4 They shall build up the ancient ruins,
the former desolations, they shall raise;
they shall repair the ruined cities,
the desolations of many generations.

Psalm 137 

1 By the rivers of Babylon,
there we sat and there we wept when we remembered Zion.
2 On the willows there we hung up our harps.
3 For there they who took us captive
asked us for words of songs,
and our tormentors for joy, saying,
“Sing us one of the songs of Zion.” 
4 How could we sing the song of the God of Sinai
on foreign ground?
5 If I forget you, Jerusalem, may my right hand wither.
6 May my tongue cling to the roof of my mouth,
if I do not remember you, if I do not set Jerusalem
above my highest joy.

Thanksgiving Sermon, 1 January 1808  An Epistle from Fr. Absalom Jones,

The history of the world shows us, that the deliverance of the children of Israel from their bondage, is not the only instance, in which it has pleased God to appear in behalf of oppressed and distressed nations, as the deliverer of the innocent, and of those who call upon his name. He is as unchangeable in his nature and character, as he is in his wisdom and power. The great and blessed event, which we have this day met to celebrate, is a striking proof, that the God of heaven and earth is the same, yesterday, and to-day, and for ever…He has heard the prayers that have ascended from the hearts of his people; and he has, as in the case of his ancient and chosen people the Jews, come down to deliver our suffering countrymen from the hands of their oppressors. He came down into the United States, when they declared, in the constitution which they framed in 1788, that the trade in our African fellow-men, should cease in the year 1808: He came down into the British Parliament, when they passed a law to put an end to the same iniquitous trade in May, 1807…
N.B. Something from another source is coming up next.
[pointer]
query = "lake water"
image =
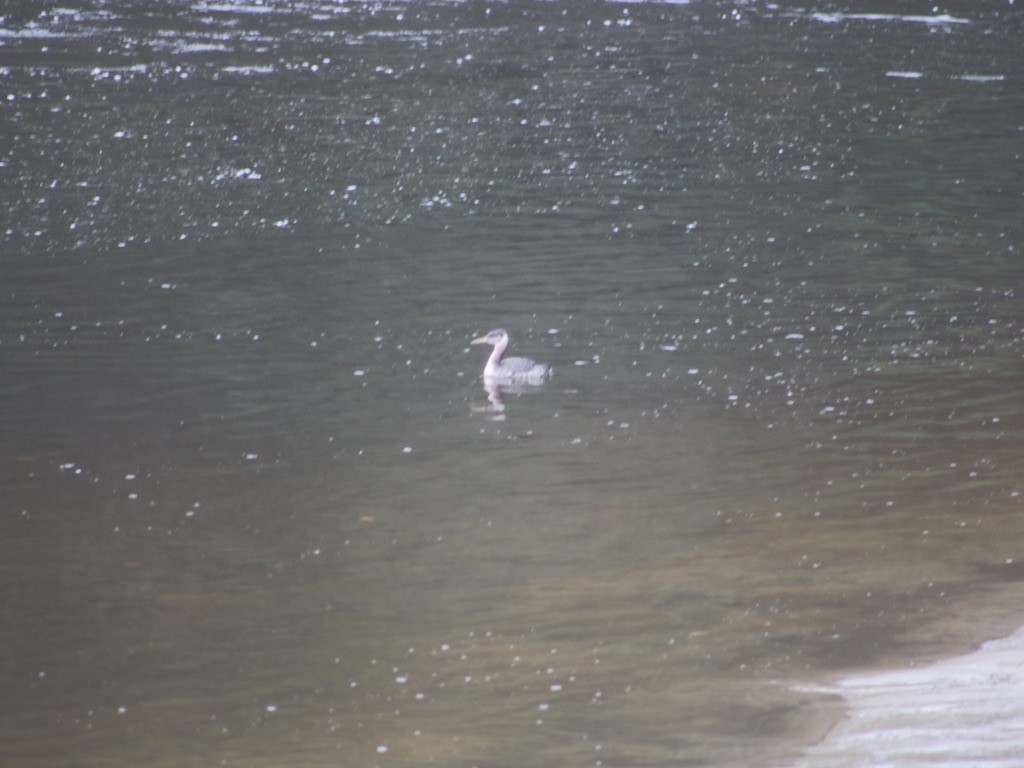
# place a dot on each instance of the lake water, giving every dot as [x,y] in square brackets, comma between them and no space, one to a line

Let not our expressions of gratitude to God for his late goodness and mercy to our countrymen, be confined to this day, nor to this house: let us carry grateful hearts with us to our places of abode, and to our daily occupations; and let praise and thanksgivings ascend daily to the throne of grace, in our families, and in our closets, for what God has done for our African brethren. Let us not forget to praise him for his mercies to such of our colour as are inhabitants of this country; particularly, for disposing the hearts of the rulers of many of the states to pass laws for the abolition of slavery; for the number and zeal of the friends he has raised up to plead our cause; and for the privileges, we enjoy, of worshiping God, agreeably to our consciences, in churches of our own. This comely building, erected chiefly by the generosity of our friends, is a monument of God's goodness to us, and calls for our gratitude with all the other blessings that have been mentioned.

The Gospel

John 15:12 “This is my commandment, that you keep on loving one another just as I have loved you. 13 A greater love than this has no one, to lay down one’s life for one’s friends. 14 You are my friends if you do what I command you. 15 No longer do I call you servants any, because the servant does not know what the lord is doing; but I have called you friends, because I have made known to you everything that I have heard from my Father.